Wednesday, August 7, 2013

Shaping Your Swing World

Last time I wrote roughly about how movement works when you're relaxed.  In fact, other than my first one, I've mostly addressed physics.  So I thought I'd take a crack at philosophy for a moment.

Submitted for your approval

I'm gonna be honest with you. I'm a little nervous about this one. You don't say something about how to change or shape the world without presenting something that resembles some form of moralism, but I don't want to preach at you. I think of this as just as practical and operational as learning to swingout, and just as important.
So, please take this as that: a view on something that I think is important and has helped me in my dancing which I think will also help you. This isn't rocket science. I suspect that most of this will be obvious. I just want you to think about it with me.
So what is it that I'm talking about? I'm talking about how you interact with other dancers. Part of that is asking them to dance. Part of it is other things.

I was inspired by this and this, both of which got me thinking about it.

Now I think it's telling that both of these dancers are women, and traditionally, women have been asked more than they have asked. So they have had many more experiences upon which to form opinions that answer the question "what do I do when someone asks me to dance?" So I will not touch on that one. I'm going to try to generalize. I encourage you to read both of these articles and come up with an opinion on the subject. Mine, in general, is that honesty and kindness should be your main staples.

I'd generalize with two questions:

What is My Role?

Are you thinking that you don't have a role? That you're just there to try things? Humans are social animals. If your scene is between 100 and 230 people, you are probably a part of the social group that includes your entire scene. You might be an advanced dancer, a beginner, someone who just likes to listen to the music, or someone who watches, someone who reaches out to beginners, someone who teaches, someone who goes to dance with their friends.

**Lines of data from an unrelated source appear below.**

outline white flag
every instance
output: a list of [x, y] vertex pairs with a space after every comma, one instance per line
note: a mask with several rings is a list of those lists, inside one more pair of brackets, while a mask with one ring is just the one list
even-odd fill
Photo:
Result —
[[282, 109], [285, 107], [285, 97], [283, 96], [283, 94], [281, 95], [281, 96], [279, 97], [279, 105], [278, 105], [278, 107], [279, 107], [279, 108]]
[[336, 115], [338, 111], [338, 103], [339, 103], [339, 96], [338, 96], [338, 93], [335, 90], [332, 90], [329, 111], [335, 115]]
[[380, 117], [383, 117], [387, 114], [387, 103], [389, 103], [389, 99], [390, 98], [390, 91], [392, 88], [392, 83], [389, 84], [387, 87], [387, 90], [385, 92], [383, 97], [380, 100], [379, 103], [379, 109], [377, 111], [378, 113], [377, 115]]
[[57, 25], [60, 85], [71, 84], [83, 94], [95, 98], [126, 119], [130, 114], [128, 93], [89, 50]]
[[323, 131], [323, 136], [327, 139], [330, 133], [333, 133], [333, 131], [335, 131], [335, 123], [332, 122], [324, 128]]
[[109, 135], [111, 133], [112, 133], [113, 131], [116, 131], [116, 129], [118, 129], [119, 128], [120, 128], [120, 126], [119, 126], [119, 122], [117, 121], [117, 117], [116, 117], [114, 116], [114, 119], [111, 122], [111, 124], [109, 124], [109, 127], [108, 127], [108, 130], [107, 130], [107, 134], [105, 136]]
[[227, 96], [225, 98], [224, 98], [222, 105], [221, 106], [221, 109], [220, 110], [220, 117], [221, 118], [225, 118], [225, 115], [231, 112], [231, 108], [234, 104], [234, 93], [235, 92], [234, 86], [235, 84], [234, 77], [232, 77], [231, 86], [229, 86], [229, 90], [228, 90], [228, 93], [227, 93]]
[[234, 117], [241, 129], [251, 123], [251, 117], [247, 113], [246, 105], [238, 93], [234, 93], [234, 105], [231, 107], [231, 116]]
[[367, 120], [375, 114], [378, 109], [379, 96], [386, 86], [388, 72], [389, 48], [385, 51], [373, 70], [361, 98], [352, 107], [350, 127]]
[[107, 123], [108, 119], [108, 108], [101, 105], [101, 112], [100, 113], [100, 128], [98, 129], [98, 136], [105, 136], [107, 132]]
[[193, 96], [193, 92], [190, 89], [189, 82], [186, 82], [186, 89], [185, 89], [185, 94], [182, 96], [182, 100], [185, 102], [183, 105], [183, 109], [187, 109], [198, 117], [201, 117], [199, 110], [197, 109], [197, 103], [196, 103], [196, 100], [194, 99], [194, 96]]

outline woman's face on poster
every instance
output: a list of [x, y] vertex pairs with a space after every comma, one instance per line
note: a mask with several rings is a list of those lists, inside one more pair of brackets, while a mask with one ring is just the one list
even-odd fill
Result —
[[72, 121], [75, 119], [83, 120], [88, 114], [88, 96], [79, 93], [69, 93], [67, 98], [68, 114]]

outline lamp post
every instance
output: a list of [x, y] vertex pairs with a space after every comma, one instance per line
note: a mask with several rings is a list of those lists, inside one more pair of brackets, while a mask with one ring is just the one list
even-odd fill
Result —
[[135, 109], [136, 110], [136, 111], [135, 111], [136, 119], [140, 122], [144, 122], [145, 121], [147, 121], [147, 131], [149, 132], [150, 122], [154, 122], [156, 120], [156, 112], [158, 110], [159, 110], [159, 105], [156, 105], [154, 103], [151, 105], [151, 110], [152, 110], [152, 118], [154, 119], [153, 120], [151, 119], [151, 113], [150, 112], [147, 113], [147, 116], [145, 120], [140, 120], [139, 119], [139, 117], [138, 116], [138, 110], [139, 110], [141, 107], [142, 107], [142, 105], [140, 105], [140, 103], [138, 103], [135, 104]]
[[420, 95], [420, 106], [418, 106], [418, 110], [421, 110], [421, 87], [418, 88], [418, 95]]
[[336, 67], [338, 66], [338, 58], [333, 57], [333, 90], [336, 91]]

In any case, you are part of the group. Your actions within the group have some affect - however small - on the whole. Some of you, I know, would just like to go out and have a good time and be anonymous like you would at a club. This isn't just a club, though. People don't meet anonymously and then vanish.

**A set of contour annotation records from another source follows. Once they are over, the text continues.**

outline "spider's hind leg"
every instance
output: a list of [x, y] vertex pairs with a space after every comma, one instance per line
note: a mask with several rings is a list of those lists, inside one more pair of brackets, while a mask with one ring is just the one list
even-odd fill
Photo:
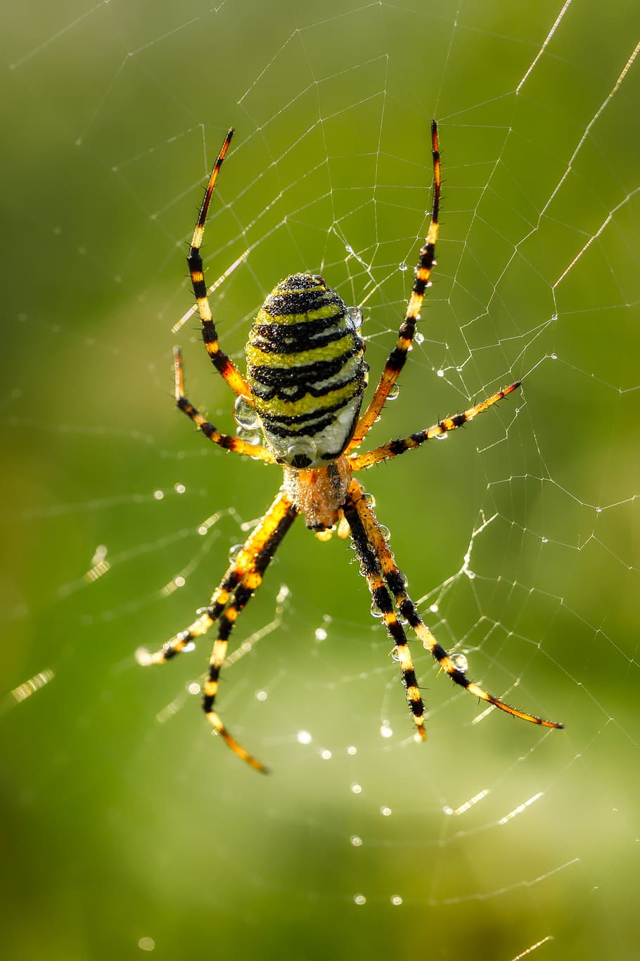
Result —
[[199, 611], [198, 619], [185, 630], [172, 637], [159, 651], [151, 653], [143, 650], [136, 654], [138, 663], [142, 665], [163, 664], [184, 651], [197, 637], [206, 633], [214, 622], [218, 621], [218, 636], [213, 644], [209, 670], [203, 685], [202, 708], [209, 724], [231, 751], [254, 770], [262, 772], [267, 770], [265, 766], [229, 734], [220, 715], [214, 710], [214, 702], [231, 631], [239, 615], [262, 583], [270, 561], [296, 516], [297, 510], [289, 498], [282, 493], [278, 494], [213, 592], [208, 607]]
[[[407, 701], [414, 716], [415, 728], [420, 738], [424, 740], [426, 737], [424, 730], [424, 703], [420, 697], [415, 669], [414, 668], [414, 661], [407, 642], [407, 635], [393, 611], [393, 602], [385, 584], [386, 572], [381, 566], [379, 553], [376, 551], [371, 540], [369, 527], [363, 524], [358, 513], [356, 507], [356, 499], [358, 497], [364, 500], [362, 487], [357, 480], [352, 480], [344, 505], [344, 517], [351, 529], [351, 537], [355, 544], [361, 570], [367, 579], [367, 585], [370, 591], [371, 598], [382, 614], [387, 633], [393, 642], [394, 653], [402, 671], [402, 680], [407, 691]], [[370, 511], [370, 508], [367, 509]], [[379, 530], [372, 513], [370, 513], [370, 517], [372, 523]], [[381, 531], [380, 535], [382, 536]]]
[[351, 480], [348, 498], [348, 512], [347, 506], [345, 506], [344, 514], [351, 525], [351, 531], [360, 531], [359, 536], [367, 538], [369, 550], [375, 556], [376, 562], [384, 575], [385, 581], [393, 595], [398, 611], [415, 630], [425, 650], [432, 654], [442, 670], [449, 675], [454, 683], [463, 687], [469, 694], [473, 694], [476, 698], [486, 701], [488, 703], [493, 704], [494, 707], [499, 707], [500, 710], [506, 711], [513, 717], [520, 718], [522, 721], [530, 721], [532, 724], [541, 725], [543, 727], [562, 727], [563, 725], [558, 724], [557, 721], [545, 721], [534, 714], [529, 714], [527, 711], [521, 711], [516, 707], [506, 704], [504, 701], [500, 701], [499, 698], [489, 694], [484, 688], [480, 687], [479, 684], [476, 684], [475, 681], [469, 680], [463, 671], [461, 671], [456, 666], [447, 652], [438, 643], [424, 624], [417, 613], [415, 604], [407, 594], [405, 579], [395, 566], [393, 554], [380, 530], [373, 511], [367, 504], [362, 486], [357, 480]]

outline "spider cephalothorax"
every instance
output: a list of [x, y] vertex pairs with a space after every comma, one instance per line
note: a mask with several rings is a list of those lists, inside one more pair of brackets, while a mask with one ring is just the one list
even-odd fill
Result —
[[[315, 530], [322, 539], [330, 536], [334, 528], [341, 536], [351, 536], [373, 604], [380, 612], [393, 643], [407, 701], [420, 738], [425, 736], [424, 704], [402, 621], [456, 684], [514, 717], [545, 727], [561, 727], [562, 725], [555, 721], [543, 721], [533, 714], [510, 707], [488, 694], [469, 680], [438, 643], [407, 594], [405, 578], [395, 565], [387, 536], [373, 513], [370, 499], [353, 477], [355, 471], [414, 450], [432, 437], [447, 434], [520, 386], [520, 382], [516, 381], [482, 403], [453, 417], [445, 417], [433, 427], [390, 441], [365, 454], [356, 453], [379, 417], [404, 366], [429, 285], [431, 269], [436, 262], [440, 194], [436, 122], [431, 127], [434, 198], [429, 230], [420, 248], [414, 285], [395, 346], [362, 415], [360, 407], [368, 369], [363, 357], [365, 344], [359, 333], [362, 314], [358, 308], [347, 308], [318, 274], [292, 274], [267, 297], [251, 327], [247, 344], [247, 379], [220, 349], [200, 248], [211, 195], [232, 134], [230, 130], [226, 135], [211, 172], [191, 241], [188, 263], [204, 346], [214, 366], [237, 395], [238, 423], [241, 426], [249, 423], [259, 426], [264, 444], [221, 433], [194, 407], [184, 396], [178, 348], [174, 351], [176, 403], [202, 433], [220, 447], [247, 454], [267, 463], [280, 464], [284, 470], [284, 482], [242, 550], [234, 555], [208, 605], [201, 608], [193, 624], [172, 637], [159, 651], [154, 653], [146, 650], [138, 651], [138, 661], [141, 664], [162, 664], [189, 648], [194, 640], [218, 622], [218, 636], [203, 686], [204, 713], [239, 757], [255, 770], [266, 771], [262, 762], [231, 736], [214, 710], [214, 702], [229, 635], [238, 615], [260, 586], [263, 575], [287, 530], [296, 517], [302, 514], [307, 527]], [[239, 410], [242, 414], [238, 413]]]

So what is your role? I don't know what it is for sure, but I know what it isn't. It isn't your title. You might be president of your local swing club, but that might or might not mean that you're the one leading people to dance. Your role may be other than you think. It's worth considering.

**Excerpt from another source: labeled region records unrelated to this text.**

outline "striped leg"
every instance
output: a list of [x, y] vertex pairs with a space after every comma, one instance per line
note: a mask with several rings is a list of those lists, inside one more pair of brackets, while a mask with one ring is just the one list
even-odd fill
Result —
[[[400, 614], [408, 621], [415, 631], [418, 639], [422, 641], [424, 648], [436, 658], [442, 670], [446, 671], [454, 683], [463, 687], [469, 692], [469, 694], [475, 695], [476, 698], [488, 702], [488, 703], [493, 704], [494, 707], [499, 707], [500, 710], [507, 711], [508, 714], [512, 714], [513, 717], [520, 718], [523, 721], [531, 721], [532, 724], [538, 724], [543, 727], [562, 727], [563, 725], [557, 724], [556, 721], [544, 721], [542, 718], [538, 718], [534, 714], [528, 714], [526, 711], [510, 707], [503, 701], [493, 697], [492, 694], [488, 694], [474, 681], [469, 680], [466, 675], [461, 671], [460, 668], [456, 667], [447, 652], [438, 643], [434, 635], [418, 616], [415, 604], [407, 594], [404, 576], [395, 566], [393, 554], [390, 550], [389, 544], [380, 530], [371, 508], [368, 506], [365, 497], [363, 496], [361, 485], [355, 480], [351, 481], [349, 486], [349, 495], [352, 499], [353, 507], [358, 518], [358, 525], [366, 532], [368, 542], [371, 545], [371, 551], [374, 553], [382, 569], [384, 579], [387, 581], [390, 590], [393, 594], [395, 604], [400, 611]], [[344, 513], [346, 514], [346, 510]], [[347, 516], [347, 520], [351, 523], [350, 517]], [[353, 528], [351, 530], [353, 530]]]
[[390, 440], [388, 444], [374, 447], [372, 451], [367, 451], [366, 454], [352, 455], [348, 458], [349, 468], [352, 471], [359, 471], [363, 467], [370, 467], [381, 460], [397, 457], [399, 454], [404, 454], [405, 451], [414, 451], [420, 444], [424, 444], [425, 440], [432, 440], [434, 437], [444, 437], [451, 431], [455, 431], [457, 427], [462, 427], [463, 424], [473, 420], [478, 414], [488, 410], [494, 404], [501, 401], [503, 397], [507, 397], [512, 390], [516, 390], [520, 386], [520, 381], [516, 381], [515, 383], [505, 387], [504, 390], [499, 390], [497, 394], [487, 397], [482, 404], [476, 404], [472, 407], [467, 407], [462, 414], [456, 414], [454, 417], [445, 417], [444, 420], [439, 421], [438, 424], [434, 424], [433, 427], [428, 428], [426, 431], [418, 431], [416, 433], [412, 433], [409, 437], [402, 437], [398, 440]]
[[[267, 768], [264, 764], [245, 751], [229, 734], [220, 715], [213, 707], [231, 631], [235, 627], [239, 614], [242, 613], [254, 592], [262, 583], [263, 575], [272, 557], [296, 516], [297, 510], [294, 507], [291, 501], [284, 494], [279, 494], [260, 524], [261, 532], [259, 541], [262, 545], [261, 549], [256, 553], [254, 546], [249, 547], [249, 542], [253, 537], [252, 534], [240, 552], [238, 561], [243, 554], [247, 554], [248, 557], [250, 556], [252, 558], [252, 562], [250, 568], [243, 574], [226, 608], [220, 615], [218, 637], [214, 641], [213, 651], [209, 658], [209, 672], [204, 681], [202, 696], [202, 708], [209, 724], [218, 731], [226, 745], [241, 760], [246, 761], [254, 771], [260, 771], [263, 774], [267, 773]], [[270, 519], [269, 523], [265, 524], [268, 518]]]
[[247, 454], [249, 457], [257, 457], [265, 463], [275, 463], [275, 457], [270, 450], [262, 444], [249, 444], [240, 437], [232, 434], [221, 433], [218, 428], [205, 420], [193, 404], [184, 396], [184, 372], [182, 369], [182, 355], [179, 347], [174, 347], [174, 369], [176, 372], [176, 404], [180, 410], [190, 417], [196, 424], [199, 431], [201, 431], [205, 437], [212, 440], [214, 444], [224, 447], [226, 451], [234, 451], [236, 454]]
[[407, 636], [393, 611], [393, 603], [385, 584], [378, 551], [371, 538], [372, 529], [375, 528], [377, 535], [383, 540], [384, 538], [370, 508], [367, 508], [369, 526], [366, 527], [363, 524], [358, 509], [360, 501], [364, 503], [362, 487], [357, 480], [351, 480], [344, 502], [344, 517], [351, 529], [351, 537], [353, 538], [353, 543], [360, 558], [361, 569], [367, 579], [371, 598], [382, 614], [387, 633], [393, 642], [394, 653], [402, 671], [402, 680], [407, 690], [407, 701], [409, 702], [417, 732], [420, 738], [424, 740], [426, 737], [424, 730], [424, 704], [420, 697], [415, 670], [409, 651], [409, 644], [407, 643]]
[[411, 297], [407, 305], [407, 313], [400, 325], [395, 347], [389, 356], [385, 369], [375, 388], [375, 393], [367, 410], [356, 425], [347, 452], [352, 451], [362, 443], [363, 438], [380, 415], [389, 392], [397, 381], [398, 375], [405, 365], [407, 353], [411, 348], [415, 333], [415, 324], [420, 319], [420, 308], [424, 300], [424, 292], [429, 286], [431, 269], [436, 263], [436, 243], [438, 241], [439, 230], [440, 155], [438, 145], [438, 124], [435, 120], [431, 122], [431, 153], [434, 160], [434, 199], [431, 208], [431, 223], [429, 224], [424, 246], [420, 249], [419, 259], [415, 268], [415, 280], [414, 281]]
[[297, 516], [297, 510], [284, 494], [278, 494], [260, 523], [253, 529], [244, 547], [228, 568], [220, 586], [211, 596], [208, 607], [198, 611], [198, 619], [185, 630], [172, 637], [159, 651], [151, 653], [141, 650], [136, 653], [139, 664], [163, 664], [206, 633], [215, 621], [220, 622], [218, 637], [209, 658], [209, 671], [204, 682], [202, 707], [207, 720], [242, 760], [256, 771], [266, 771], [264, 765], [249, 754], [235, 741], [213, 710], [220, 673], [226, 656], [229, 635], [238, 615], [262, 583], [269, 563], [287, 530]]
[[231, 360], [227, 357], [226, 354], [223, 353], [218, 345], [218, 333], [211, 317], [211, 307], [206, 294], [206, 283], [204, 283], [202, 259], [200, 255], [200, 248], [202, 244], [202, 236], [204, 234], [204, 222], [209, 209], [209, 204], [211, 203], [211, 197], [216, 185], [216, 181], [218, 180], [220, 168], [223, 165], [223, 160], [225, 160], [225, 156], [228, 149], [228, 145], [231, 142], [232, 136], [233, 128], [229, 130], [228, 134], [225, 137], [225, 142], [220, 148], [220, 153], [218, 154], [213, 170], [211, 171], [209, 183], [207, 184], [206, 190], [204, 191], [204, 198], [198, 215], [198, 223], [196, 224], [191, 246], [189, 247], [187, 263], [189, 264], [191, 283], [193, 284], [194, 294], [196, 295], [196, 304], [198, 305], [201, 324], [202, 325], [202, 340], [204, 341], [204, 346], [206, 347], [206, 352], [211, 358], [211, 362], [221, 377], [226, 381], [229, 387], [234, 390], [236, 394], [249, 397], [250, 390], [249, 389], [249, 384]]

What if everyone did what I did?

Here's where I can't be as specific in all cases. I will simply go over a few of my thought processes:
  1. I have worked to learn how to dance with newer dancers because experienced dancers are constantly leaving, and I want to be able to dance with experienced dancers because it's fantastic.
  2. It is not at all apparent who or when someone is going to strive to become a better dancer, so I can't be sure who to focus on.
    Case in point, actually, are two of my favorite dancers now. Both had to stop for a while due to injury, and weren't as serious as they became when they returned after dealing with the injury.
  3. Therefore, I behave in as encouraging manner as possible toward as many people in the scene as possible
This means that I actively seek out and dance with beginners. It means that I say "no" very, very rarely to any dances - and when I do, I find a way to connect with the person that I didn't dance with to encourage them. It means that I invite lots of people of every level of experience to as many events as possible. It means that I attend as many different kinds of events as I can, travel regularly, and train to make myself an enticing dance partner.

I do these things not because I feel obligation to do them, but because I believe that my actions will shape my scene in the way that I want it to be shaped, and I believe that not doing these things will have a negative impact on that shape - and that not doing them will mean that someone else must carry the burden of doing these things to shape the scene for me.

Perhaps these kinds of thoughts don't apply to your scene. If, for example, you live in a scene steeped in a long tradition of dancing that doesn't regularly see people come and go, your ambition might be to raise the quality of dance much more, and your actions may reflect this. Perhaps you'd feel, for example, that you'd want to turn down more dances to motivate people to get better in order to earn the right to dance with you, or you'd not attend certain venues because of the level of dance.

So Where Are You?

I have a feeling that most people who might read this long string of text are close to where I am; have roles similar to mine - that they attend dances at a scene that has a regular influx of beginners and outflux of older members and are gradually moving towards being one of those older members themselves. How do you want that to go?